Trivia: The African clawed frog (Xenopus) has become a commonly used lab animal for embryology as, unlike other amphibians, its reproduction isn't locked to annual seasons. So year 'round frog embryos, rather than waiting for Spring.

That said, Michael Levin has done some interesting work on cellular 'intent' and intercellular 'electrical' communication (more like neuronal synapses than electricity on a wire). The original 'xenobots' came out of his lab, and were a way to see what embryonic epithelial cells would do if separated from the rest of the developing embryo. Tuns out, those cells self-organized into something unlike a frog, and unlike the tissue those cells were 'developmentally destined' to become. They self-organized, which can be regarded as cell-level 'intent'.

He's also done some interesting work on limb regeneration (mostly the question: how does a regenerating limb know the shape and length of the limb it's regrowing? How does it know when to stop? In a growing embryo, this kind of thing can be explained by gradients of chemicals (front to back, center-out, l-to-r). In regeneration, not so much.

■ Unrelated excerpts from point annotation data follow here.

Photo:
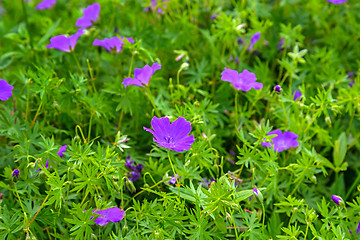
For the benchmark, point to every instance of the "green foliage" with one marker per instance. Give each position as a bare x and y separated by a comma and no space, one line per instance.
78,99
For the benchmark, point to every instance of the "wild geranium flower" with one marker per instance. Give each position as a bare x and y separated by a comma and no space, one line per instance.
142,75
297,95
114,215
90,15
46,4
172,135
5,90
244,80
282,141
258,194
16,173
337,200
112,44
154,6
206,183
337,1
64,43
277,88
281,44
254,38
173,179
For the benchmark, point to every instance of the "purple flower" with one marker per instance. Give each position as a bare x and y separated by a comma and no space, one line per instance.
112,44
90,15
173,179
297,95
282,141
277,88
337,1
16,173
46,4
281,43
114,215
244,81
5,90
61,151
154,5
337,200
206,183
142,75
254,38
172,135
64,43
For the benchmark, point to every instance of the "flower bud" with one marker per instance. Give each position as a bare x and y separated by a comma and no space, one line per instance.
258,194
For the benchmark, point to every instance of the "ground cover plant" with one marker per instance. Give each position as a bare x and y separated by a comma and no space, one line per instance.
179,119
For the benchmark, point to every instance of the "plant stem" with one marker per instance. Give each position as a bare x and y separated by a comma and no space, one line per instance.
262,204
235,228
236,110
27,23
177,181
131,63
37,113
45,200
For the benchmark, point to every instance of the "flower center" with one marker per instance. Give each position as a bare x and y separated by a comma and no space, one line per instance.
168,139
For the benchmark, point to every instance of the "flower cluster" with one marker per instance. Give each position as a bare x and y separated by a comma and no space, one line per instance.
282,141
172,135
241,81
5,90
141,75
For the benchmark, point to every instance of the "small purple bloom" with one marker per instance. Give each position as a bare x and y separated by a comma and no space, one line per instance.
337,1
297,95
281,44
142,75
254,38
337,200
114,215
154,5
244,81
16,173
90,15
64,43
61,151
282,141
134,176
46,4
173,179
5,90
277,88
112,44
213,16
172,135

Some of Levin's presentations have made their way to YouTube. IMO, worth a listen.

More trivia: all our cells have cilia (those little wavy bits) — even the cells that don’t more around and don’t pump fluid (e.g. mucus moved out of the lungs, cerebrospinal fluid circulation). They’re even key to how nerve cells drag axons to the right place to interconnect, and the neuronal remodeling associated with learning.